At the end of that summer, Bosley returned to London, sad, angry and broke. "Richard and I were both going through a period of loss. His wife had left him in 1991 and I was losing my husband. Apart from that, we were strangers. I wasn't in his world. Private Eye meant nothing to me. And then, suddenly, there was an attraction. 'Oh my God,' I thought, 'I fancy him. But he's too old. I can't fancy him!' "
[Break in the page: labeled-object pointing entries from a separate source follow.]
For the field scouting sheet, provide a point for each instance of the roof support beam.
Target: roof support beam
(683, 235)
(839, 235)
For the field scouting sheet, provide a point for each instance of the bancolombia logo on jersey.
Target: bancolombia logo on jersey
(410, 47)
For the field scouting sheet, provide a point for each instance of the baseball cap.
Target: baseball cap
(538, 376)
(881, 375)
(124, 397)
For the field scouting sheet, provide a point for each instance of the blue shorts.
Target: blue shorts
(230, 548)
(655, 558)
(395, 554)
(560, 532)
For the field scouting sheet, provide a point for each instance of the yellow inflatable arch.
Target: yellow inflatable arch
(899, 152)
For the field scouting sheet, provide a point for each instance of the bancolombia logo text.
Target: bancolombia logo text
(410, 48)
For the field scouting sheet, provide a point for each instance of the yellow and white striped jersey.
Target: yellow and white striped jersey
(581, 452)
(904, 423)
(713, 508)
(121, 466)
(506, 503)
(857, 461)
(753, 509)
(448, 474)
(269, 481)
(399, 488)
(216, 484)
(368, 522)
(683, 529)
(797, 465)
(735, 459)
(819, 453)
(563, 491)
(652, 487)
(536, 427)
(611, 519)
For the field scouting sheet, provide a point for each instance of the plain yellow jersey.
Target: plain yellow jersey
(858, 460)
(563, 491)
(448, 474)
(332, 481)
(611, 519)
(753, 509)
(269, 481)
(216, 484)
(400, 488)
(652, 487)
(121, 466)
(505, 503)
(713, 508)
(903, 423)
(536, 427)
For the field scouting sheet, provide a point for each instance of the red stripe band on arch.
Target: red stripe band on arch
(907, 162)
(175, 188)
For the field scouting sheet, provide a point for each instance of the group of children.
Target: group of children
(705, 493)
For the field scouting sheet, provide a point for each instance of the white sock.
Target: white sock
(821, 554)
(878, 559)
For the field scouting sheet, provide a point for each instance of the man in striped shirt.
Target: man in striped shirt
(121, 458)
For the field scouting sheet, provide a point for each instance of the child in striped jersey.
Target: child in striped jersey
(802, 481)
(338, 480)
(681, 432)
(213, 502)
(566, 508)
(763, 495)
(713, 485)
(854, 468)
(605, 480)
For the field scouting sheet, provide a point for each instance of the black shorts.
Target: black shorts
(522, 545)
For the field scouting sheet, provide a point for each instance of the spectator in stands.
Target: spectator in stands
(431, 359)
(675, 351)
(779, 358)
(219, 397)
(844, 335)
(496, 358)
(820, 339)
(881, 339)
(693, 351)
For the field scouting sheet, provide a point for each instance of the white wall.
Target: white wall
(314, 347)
She also knew it was time to move on. "Brett had asked me what I was going to do, and I had told him I wanted to be in a stable relationship where we cooked dinner, watched telly and went to bed. I hadn't had that sort of normality since I was a teenager, though at that time I was out there clubbing, being a wildcat."
In the end, she wasn't with Brett when he died. She had left him in anger and hadn't returned. Does she regret that? "Yeah. I wasn't at his funeral, either. I regret that too. But the anger's gone. What happened was no one's fault."
People used to suggest she see a therapist and talk it out. "But I've got friends who've been going over the same old stuff for years, and I think to myself: 'You're still bloody miserable, mate.' The whole point of my book is that there isn't always an explanation, there isn't always a reason, sometimes things just are."
Let Me Count The Ways by Deborah Bosley, is published by Century tomorrow, price pounds 9.99.